Antonia held out a photograph of Lena that had come from San Francisco last
Christmas. `Does she still look like that? She hasn't been home for six
years now.' Yes, it was exactly like Lena, I told her; a comely woman, a
trifle too plump, in a hat a trifle too large, but with the old lazy eyes,
and the old dimpled ingenuousness still lurking at the corners of her
mouth.
There was a picture of Frances Harling in a befrogged riding costume that I
remembered well. `Isn't she fine!' the girls murmured. They all assented.

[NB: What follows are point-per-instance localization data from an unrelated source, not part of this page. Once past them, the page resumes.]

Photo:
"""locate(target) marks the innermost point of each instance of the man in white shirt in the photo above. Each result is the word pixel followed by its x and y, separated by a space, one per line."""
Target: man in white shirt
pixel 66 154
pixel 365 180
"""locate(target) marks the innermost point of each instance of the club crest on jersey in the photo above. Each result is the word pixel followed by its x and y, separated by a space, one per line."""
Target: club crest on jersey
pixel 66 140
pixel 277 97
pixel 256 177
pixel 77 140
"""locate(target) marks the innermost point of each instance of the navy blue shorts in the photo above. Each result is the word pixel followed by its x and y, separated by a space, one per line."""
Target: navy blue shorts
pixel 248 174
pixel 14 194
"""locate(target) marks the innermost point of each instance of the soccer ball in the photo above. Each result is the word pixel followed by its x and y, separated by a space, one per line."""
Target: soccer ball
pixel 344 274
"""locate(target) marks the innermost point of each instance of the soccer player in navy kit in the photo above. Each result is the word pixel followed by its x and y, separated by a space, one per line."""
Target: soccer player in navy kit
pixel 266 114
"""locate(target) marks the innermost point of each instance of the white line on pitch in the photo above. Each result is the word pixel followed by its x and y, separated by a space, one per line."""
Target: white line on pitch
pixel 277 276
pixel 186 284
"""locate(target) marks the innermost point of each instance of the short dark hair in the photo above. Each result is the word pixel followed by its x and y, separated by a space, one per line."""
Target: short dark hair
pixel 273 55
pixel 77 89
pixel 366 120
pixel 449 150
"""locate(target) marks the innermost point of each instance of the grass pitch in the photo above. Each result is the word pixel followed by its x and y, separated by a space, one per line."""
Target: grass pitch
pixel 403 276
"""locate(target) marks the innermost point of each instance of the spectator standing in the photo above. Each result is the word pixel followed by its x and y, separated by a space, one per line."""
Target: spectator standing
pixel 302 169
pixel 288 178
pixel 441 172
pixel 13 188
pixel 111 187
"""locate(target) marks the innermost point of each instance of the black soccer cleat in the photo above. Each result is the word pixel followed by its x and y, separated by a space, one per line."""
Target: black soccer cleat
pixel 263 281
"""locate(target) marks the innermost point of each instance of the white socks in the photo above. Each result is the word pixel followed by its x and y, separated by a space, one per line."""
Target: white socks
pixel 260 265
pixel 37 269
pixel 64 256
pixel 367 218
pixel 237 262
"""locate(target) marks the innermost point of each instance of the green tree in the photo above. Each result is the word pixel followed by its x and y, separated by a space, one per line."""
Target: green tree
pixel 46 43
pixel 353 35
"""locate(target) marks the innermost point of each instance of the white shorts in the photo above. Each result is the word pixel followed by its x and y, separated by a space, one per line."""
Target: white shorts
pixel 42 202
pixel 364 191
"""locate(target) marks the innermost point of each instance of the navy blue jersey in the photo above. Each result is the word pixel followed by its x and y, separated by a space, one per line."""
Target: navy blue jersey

One could see that Frances had come down as a heroine in the family
legend. Only Leo was unmoved.
`And there's Mr. Harling, in his grand fur coat. He was awfully rich,
wasn't he, mother?'
`He wasn't any Rockefeller,' put in Master Leo, in a very low tone, which
reminded me of the way in which Mrs. Shimerda had once said that my
grandfather `wasn't Jesus.' His habitual scepticism was like a direct
inheritance from that old woman.
`None of your smart speeches,' said Ambrosch severely.
Leo poked out a supple red tongue at him, but a moment later broke into a
giggle at a tintype of two men, uncomfortably seated, with an
awkward-looking boy in baggy clothes standing between them: Jake and Otto
and I! We had it taken, I remembered, when we went to Black Hawk on the
first Fourth of July I spent in Nebraska.